Alessio Bruno Bedini ha scritto:
Chiediti: Il titolo di "dotto' " dato a tutti dal posteggiatore napoletano avrebbe un valore diverso se i dottori veri lo riconoscessero per vero?
Il problema sta tutto qua. Se i dottori di oggi potessero decidere in autonomia chi ammettere nell'Albo dei medici, è ovvio che sei i dottori ammettono il primo Pinco Pallino che passa tra di loro, quel Pinco Pallino è un dottore, ma appunto, è ammesso nell'Ordine dei medici da chi ha autorità per farlo ed è quindi l'Ordine dei medici a decidere, non il Pinco Pallino che si autoconsidera dottore o perché il parcheggiatore lo chiama dottore.
E' ovvio che in una città gestita dal ceto nobiliare, se i membri di quel ceto considerano la famiglia Cravarezza una di loro, la famiglia Cravarezza sarà una di loro, ma perché essi rappresentano l'Autorità, la fons honorum e quindi fanno un atto (anche non scritto) per cui la famiglia Cravarezza è ammessa al ceto nobiliare (e da qui discendono anche tutta una serie di diritti, privilegi e doveri per cui la famiglia Cravarezza godrà nel futuro, dal momento in cui sarà ammessa al ceto e solo da quel momento ne godrà, non prima e solo se i nobili locali avranno deciso così: quindi c'è sempre un atto di chi detiene la sovranità. Quell'atto può essere il brevetto del Re che concede un titolo a Pinco Pallino per cui da quel titolo, per legge, discendono diritti e doveri, oppure sarà la semplice ammissione nel ceto nobiliare decisa dai nobili locali e da quel momento la famiglia pinco Pallino godrà di tutti i privilegi e doveri spettanti a chi è ammesso al ceto nobiliare locale.
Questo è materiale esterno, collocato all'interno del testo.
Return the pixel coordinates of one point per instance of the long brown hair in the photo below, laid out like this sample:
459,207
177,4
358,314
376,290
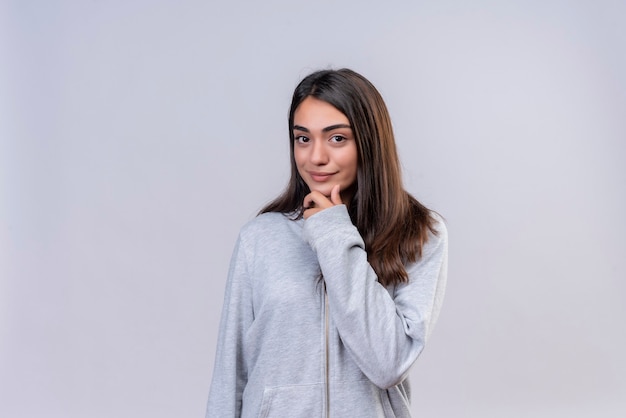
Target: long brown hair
393,224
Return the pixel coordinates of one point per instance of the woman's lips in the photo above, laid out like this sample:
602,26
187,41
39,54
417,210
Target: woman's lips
320,177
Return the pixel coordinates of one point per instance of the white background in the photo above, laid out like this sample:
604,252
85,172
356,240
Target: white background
137,137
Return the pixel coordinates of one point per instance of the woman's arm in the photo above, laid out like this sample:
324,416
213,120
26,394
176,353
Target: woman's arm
229,372
384,333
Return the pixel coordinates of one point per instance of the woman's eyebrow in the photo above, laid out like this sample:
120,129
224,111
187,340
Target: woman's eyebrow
326,129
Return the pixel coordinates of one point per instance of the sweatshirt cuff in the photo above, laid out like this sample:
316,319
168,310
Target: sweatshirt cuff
331,227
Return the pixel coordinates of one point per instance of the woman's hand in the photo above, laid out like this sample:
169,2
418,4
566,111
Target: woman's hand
315,201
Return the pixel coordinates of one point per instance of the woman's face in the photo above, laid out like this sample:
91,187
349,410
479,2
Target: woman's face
324,147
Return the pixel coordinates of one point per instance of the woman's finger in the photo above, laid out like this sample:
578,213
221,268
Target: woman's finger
335,195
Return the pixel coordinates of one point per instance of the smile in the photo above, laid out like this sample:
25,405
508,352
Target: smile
320,177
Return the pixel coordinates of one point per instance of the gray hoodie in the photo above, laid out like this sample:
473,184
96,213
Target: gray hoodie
306,329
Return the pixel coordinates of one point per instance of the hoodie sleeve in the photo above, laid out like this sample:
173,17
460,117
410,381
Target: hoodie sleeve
229,372
383,331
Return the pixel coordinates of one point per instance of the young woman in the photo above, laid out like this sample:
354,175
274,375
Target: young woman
334,288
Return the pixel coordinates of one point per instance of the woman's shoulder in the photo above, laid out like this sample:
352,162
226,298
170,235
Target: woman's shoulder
267,224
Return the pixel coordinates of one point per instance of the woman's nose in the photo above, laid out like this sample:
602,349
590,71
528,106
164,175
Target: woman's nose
319,155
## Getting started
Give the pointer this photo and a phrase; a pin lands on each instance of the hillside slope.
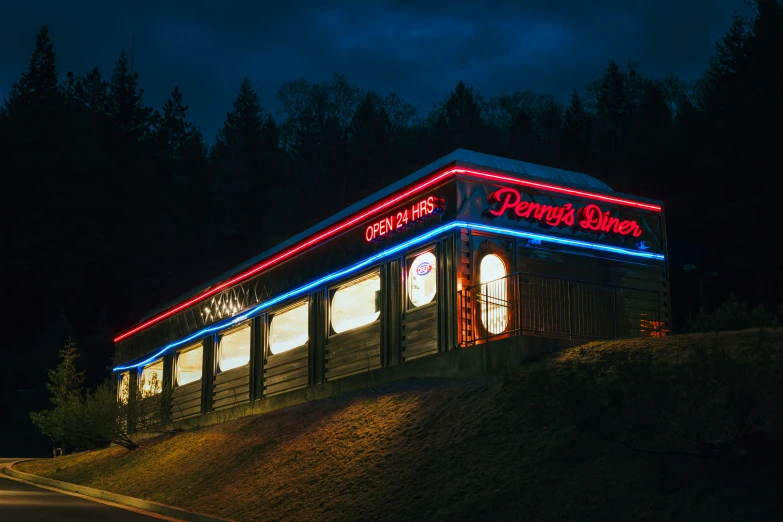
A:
(500, 448)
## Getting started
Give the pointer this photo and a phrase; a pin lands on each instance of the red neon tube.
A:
(367, 214)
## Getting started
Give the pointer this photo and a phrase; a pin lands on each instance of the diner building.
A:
(469, 265)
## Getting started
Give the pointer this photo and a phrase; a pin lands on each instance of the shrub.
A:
(733, 314)
(709, 403)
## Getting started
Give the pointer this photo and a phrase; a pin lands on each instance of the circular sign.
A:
(424, 268)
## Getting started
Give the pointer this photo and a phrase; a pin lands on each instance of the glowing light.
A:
(493, 299)
(374, 259)
(361, 216)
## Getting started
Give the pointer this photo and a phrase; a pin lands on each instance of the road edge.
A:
(124, 500)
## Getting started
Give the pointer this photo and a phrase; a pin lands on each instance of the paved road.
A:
(20, 502)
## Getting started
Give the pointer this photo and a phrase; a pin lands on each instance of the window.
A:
(152, 379)
(356, 303)
(234, 349)
(422, 279)
(123, 388)
(189, 363)
(493, 295)
(289, 328)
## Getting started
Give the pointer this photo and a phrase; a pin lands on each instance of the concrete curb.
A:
(124, 500)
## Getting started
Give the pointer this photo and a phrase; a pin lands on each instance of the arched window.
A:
(234, 349)
(289, 329)
(123, 388)
(422, 279)
(152, 378)
(357, 303)
(189, 363)
(493, 297)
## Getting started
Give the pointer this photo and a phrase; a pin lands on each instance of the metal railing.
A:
(531, 303)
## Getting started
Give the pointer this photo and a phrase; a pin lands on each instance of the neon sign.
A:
(423, 269)
(590, 217)
(403, 219)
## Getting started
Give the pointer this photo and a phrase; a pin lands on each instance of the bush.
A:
(733, 314)
(709, 403)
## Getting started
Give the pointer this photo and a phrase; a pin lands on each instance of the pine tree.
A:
(243, 129)
(125, 104)
(91, 92)
(38, 87)
(65, 381)
(172, 130)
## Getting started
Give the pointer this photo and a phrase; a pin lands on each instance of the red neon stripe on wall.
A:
(364, 215)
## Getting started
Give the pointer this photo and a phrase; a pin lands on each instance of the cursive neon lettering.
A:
(591, 217)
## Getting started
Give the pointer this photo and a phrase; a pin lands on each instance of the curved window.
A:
(234, 349)
(356, 303)
(422, 279)
(123, 388)
(152, 379)
(493, 294)
(189, 365)
(289, 329)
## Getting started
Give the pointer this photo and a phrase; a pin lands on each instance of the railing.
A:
(531, 303)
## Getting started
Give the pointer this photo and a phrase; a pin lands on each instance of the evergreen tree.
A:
(38, 88)
(653, 128)
(172, 130)
(125, 105)
(65, 381)
(91, 92)
(612, 102)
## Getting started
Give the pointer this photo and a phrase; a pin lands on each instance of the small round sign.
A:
(424, 268)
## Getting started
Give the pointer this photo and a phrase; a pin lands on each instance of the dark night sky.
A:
(207, 47)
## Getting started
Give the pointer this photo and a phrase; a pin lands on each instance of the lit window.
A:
(234, 349)
(422, 279)
(152, 378)
(493, 295)
(289, 329)
(189, 365)
(123, 388)
(356, 303)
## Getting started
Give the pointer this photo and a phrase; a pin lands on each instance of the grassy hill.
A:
(680, 428)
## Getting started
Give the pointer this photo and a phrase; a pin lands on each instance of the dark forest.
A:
(113, 207)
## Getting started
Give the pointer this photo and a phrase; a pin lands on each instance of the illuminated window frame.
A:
(494, 296)
(219, 352)
(272, 315)
(409, 259)
(376, 271)
(178, 353)
(123, 387)
(142, 381)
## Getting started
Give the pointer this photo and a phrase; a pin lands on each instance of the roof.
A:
(459, 156)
Anche perché, scusa, come faceva a sapere il deputato che quella famiglia era nobile e quindi non doveva pagare una determinata tassa? Solo perché in città i compaesani la tenevano in conto? O perché un pomeriggio aveva sentito un nobile che la salutava con ossequio? Penso che gli servisse un qualche dato dell'autorità locale che indicasse che quella famiglia apparteneva al ceto nobiliare e che quindi quella tassa non la doveva pagare.